Гэри Хадсон выложил презенташку своей концепции, которая сегодня проиграла конкурс. Выглядит довольно любопытно и можно сказать нетрадиционно.
http://forum.nasaspaceflight.com/index.php?topic=24859.0

ronatu

ЦитироватьГэри Хадсон выложил презенташку своей концепции, которая сегодня проиграла конкурс. Выглядит довольно любопытно и можно сказать нетрадиционно.
http://forum.nasaspaceflight.com/index.php?topic=24859.0

NASA. Year 2000

Когда жизнь экзаменует - первыми сдают нервы.

Salo

http://cybersecurity.ru/space/120729.html
ЦитироватьНАСА выделяет 270 млн долларов частным американским космическим подрядчикам[/size]
(02:24) 19.04.2011

Американское космическое агентство НАСА выделило очередную порцию грантов четырем компания, работающим по программе развития американской пилотируемой космонавтики. Четыре компании, в том числе Boeing и SpaceX, получили в общей сложности 270 млн долларов. Согласно данным НАСА, больше всего денег - 92,3 млн долларов - получила компания Boeing, которая недавно начала вторую часть программы по созданию коммерческого пилотируемого корабля CCDev2.

Компания Sierra Nevada Corp, ведущая разработки собственного космического шаттла DreamChaser, получила 80 млн долларов из госбюджета США. Еще 75 млн долларов получила компания SpaceX, недавно завершившая испытания по выведению своей космической капсулы Dragon. Напомним, что компания на собственной ракете-носителе вывела Dragon на околоземную орбиту, после чего Dragon обогнула нашу планету по кругу и приземлилась в Тихом океане.

Наконец, 22 млн долларов получила компания Blue Origin, также работающая по программе развития частной космонавтики.

"Эти соглашения чрезвычайно важны для НАСА. Они позволяют сохранить присутствие Америки на околоземной орбите в ближайшие годы, тогда как само НАСА сконцентрируется на подготовке программ межпланетных полетов", - сказал директор космического агентства Чарльз Болден.

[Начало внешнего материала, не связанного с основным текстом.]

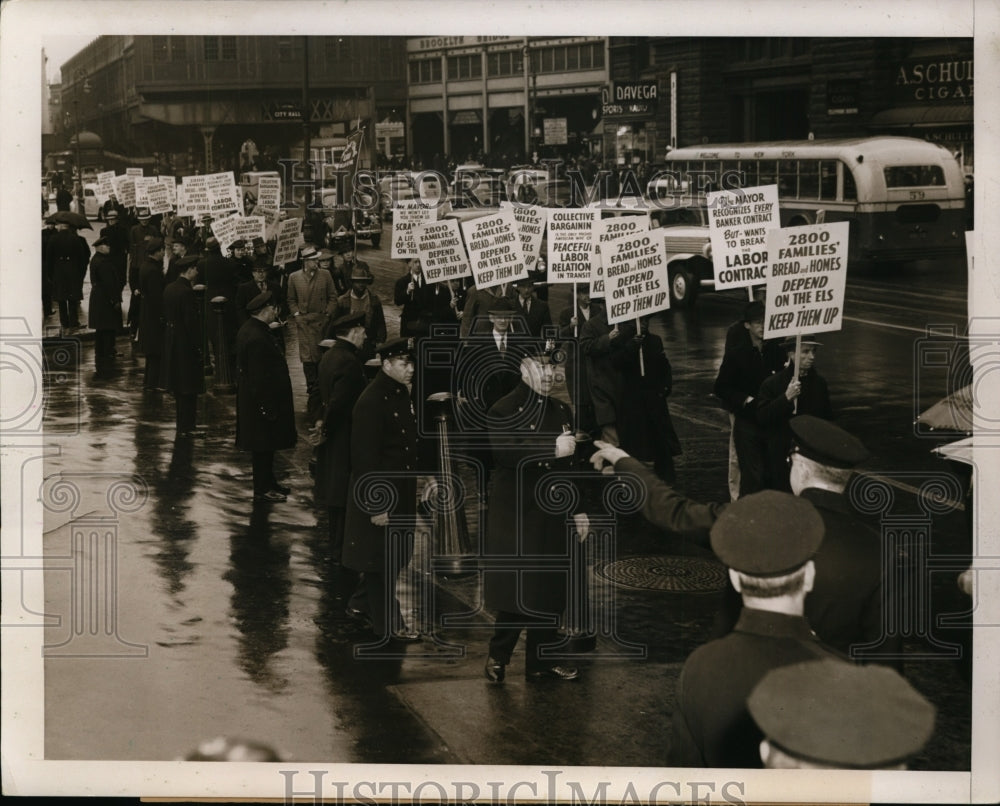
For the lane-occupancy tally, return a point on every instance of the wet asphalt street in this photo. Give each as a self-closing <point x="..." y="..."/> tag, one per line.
<point x="199" y="614"/>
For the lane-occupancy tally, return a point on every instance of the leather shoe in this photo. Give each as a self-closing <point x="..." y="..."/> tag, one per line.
<point x="272" y="496"/>
<point x="495" y="671"/>
<point x="553" y="673"/>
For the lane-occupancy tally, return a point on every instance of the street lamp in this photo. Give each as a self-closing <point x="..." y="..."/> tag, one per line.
<point x="79" y="161"/>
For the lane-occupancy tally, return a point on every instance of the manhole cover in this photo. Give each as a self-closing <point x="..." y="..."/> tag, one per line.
<point x="682" y="574"/>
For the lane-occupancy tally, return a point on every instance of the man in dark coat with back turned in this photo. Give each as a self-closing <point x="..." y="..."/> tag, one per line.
<point x="384" y="451"/>
<point x="341" y="381"/>
<point x="532" y="437"/>
<point x="182" y="357"/>
<point x="265" y="415"/>
<point x="105" y="307"/>
<point x="151" y="327"/>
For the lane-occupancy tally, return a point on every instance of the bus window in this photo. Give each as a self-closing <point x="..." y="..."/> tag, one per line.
<point x="808" y="179"/>
<point x="788" y="179"/>
<point x="850" y="188"/>
<point x="768" y="172"/>
<point x="908" y="176"/>
<point x="828" y="179"/>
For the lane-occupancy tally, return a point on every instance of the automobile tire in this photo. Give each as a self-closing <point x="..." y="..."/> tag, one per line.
<point x="683" y="288"/>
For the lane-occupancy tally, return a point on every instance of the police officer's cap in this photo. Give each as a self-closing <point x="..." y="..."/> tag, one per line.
<point x="258" y="302"/>
<point x="769" y="533"/>
<point x="398" y="348"/>
<point x="826" y="443"/>
<point x="753" y="311"/>
<point x="347" y="321"/>
<point x="841" y="715"/>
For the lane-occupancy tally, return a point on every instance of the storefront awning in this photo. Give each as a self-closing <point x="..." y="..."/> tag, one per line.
<point x="923" y="116"/>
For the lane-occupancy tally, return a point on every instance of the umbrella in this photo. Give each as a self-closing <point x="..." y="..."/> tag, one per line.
<point x="67" y="217"/>
<point x="953" y="413"/>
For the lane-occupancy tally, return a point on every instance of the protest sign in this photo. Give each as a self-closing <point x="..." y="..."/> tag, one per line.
<point x="531" y="228"/>
<point x="635" y="275"/>
<point x="105" y="185"/>
<point x="441" y="252"/>
<point x="124" y="190"/>
<point x="171" y="184"/>
<point x="197" y="201"/>
<point x="604" y="230"/>
<point x="224" y="229"/>
<point x="571" y="245"/>
<point x="406" y="217"/>
<point x="288" y="241"/>
<point x="249" y="227"/>
<point x="806" y="279"/>
<point x="494" y="249"/>
<point x="142" y="184"/>
<point x="158" y="198"/>
<point x="739" y="221"/>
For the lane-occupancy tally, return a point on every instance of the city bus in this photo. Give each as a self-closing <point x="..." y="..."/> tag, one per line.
<point x="904" y="197"/>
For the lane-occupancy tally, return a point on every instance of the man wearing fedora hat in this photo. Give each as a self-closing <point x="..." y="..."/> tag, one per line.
<point x="312" y="300"/>
<point x="265" y="415"/>
<point x="791" y="391"/>
<point x="361" y="299"/>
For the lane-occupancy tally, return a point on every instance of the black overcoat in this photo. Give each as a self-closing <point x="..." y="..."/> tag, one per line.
<point x="104" y="311"/>
<point x="341" y="381"/>
<point x="384" y="446"/>
<point x="523" y="430"/>
<point x="182" y="356"/>
<point x="265" y="414"/>
<point x="151" y="327"/>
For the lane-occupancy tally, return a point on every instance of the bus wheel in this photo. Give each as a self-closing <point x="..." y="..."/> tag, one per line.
<point x="683" y="287"/>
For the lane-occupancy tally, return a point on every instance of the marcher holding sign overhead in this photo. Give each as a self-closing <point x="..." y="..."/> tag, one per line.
<point x="783" y="396"/>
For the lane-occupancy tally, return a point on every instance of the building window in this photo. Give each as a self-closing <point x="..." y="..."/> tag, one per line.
<point x="161" y="48"/>
<point x="468" y="66"/>
<point x="425" y="71"/>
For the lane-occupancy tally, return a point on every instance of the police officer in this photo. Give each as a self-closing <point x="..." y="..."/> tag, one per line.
<point x="830" y="715"/>
<point x="767" y="540"/>
<point x="384" y="450"/>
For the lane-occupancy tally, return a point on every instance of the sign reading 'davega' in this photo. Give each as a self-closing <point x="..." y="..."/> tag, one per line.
<point x="571" y="245"/>
<point x="531" y="228"/>
<point x="407" y="216"/>
<point x="158" y="198"/>
<point x="494" y="249"/>
<point x="441" y="252"/>
<point x="288" y="241"/>
<point x="604" y="230"/>
<point x="806" y="281"/>
<point x="739" y="221"/>
<point x="635" y="275"/>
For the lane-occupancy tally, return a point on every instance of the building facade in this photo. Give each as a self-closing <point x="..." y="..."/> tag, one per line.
<point x="187" y="104"/>
<point x="499" y="99"/>
<point x="716" y="90"/>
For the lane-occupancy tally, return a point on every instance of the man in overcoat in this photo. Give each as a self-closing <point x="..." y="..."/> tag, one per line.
<point x="265" y="415"/>
<point x="781" y="397"/>
<point x="182" y="357"/>
<point x="312" y="300"/>
<point x="767" y="540"/>
<point x="531" y="433"/>
<point x="341" y="381"/>
<point x="105" y="307"/>
<point x="68" y="256"/>
<point x="849" y="599"/>
<point x="151" y="327"/>
<point x="384" y="468"/>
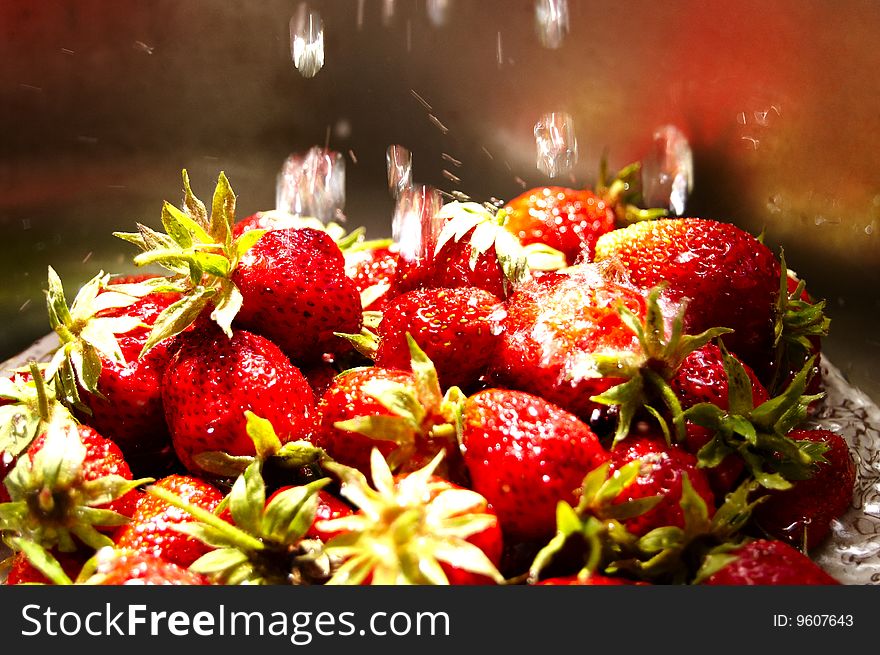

Напомним, что находящимся более 30 лет в эксплуатации космическим шаттлам осталось совершить всего два полета - в апреле (шаттл Эндевор) и и июне (шаттл Атлантис), после чего американские астронавты будут доставляться на МКС на российских "Союзах" и в будущем, возможно, на частных американских пилотируемых аппаратах.
"Были когда-то и мы рысаками!!!"

Bell

Цитировать
ЦитироватьГэри Хадсон выложил презенташку своей концепции, которая сегодня проиграла конкурс. Выглядит довольно любопытно и можно сказать нетрадиционно.
http://forum.nasaspaceflight.com/index.php?topic=24859.0

NASA. Year 2000

Тоже мне, "нетрадиционно"... :)

Иногда мне кажется что мы черти, которые штурмуют небеса (с) фон Браун

Сторонний

Цитировать
Цитировать
ЦитироватьГэри Хадсон выложил презенташку своей концепции, которая сегодня проиграла конкурс. Выглядит довольно любопытно и можно сказать нетрадиционно.
http://forum.nasaspaceflight.com/index.php?topic=24859.0

NASA. Year 2000

Тоже мне, "нетрадиционно"... :)
Вообще, это форма ГЧ МБР на раннем этапе развития.
 "Юбка" обеспечивает стабилизацию при входе в атмосферу, а сферический нос уменьшает тепловую нагрузку.
"Multiscitia non dat intellectum"

Старый

Цитировать
ЦитироватьГэри Хадсон выложил презенташку своей концепции, которая сегодня проиграла конкурс. Выглядит довольно любопытно и можно сказать нетрадиционно.
http://forum.nasaspaceflight.com/index.php?topic=24859.0

NASA. Year 2000

Лавры Кистлера К-1 не дают этим "нетрадиционщикам"покоя?
1. Ангара - единственная в мире новая РН которая хуже старой (с) Старый Ламер
2. Назначение Роскосмоса - не летать в космос а выкачивать из бюджета деньги
3. У Маска ракета длиннее и толще чем у Роскосмоса
4. Чем мрачнее реальность тем ярче бред (с) Старый Ламер

Петр Зайцев

А еще мне жаль, что Прометей проиграл. Не верю я сьерравцам, а орбитальцам верю. По-моему, когда Бенсон умер, у них там все пошло наперекос. Но NASA со мной не согласилось, ну да и бог же с ними.

Потусторонний

ЦитироватьГэри Хадсон выложил презенташку своей концепции, которая сегодня проиграла конкурс. Выглядит довольно любопытно и можно сказать нетрадиционно.
http://forum.nasaspaceflight.com/index.php?topic=24859.0
http://forum.nasaspaceflight.com/index.php?action=dlattach;topic=24859.0;attach=284887
Порадовало с самого начала :lol:

И еще мне нравится вертолетный подхват (ну хотя-бы как идея)

Петр Зайцев

ЦитироватьПорадовало с самого начала :lol:
Ну и неправильно. У Союза есть БО, а здесь проходной ПАО как на ТКС. Так что это Челомей "got it right".

Потусторонний

Я порадовался за "Великий и могучий" :lol:
А запуск будет без ГО? Такие черные кочерыжки наверху?

Все познается в сравнении

Salo

http://www.aviationweek.com/aw/generic/story_channel.jsp?channel=space&id=news/asd/2011/04/19/02.xml&headline=NASA%20Provides%20Seed%20Money%20For%20CCDev-2
ЦитироватьNASA Provides Seed Money For CCDev-2[/size]

Apr 19, 2011
 
By Frank Morring, Jr.

NASA has dished out generous helpings of seed money to four companies for work on commercial crew vehicles in the second round of its Commercial Crew Development (CCDev-2), advancing a total of $269.3 million to mature concepts for private spacecraft to carry astronauts to the International Space Station and other low-Earth-orbit destinations.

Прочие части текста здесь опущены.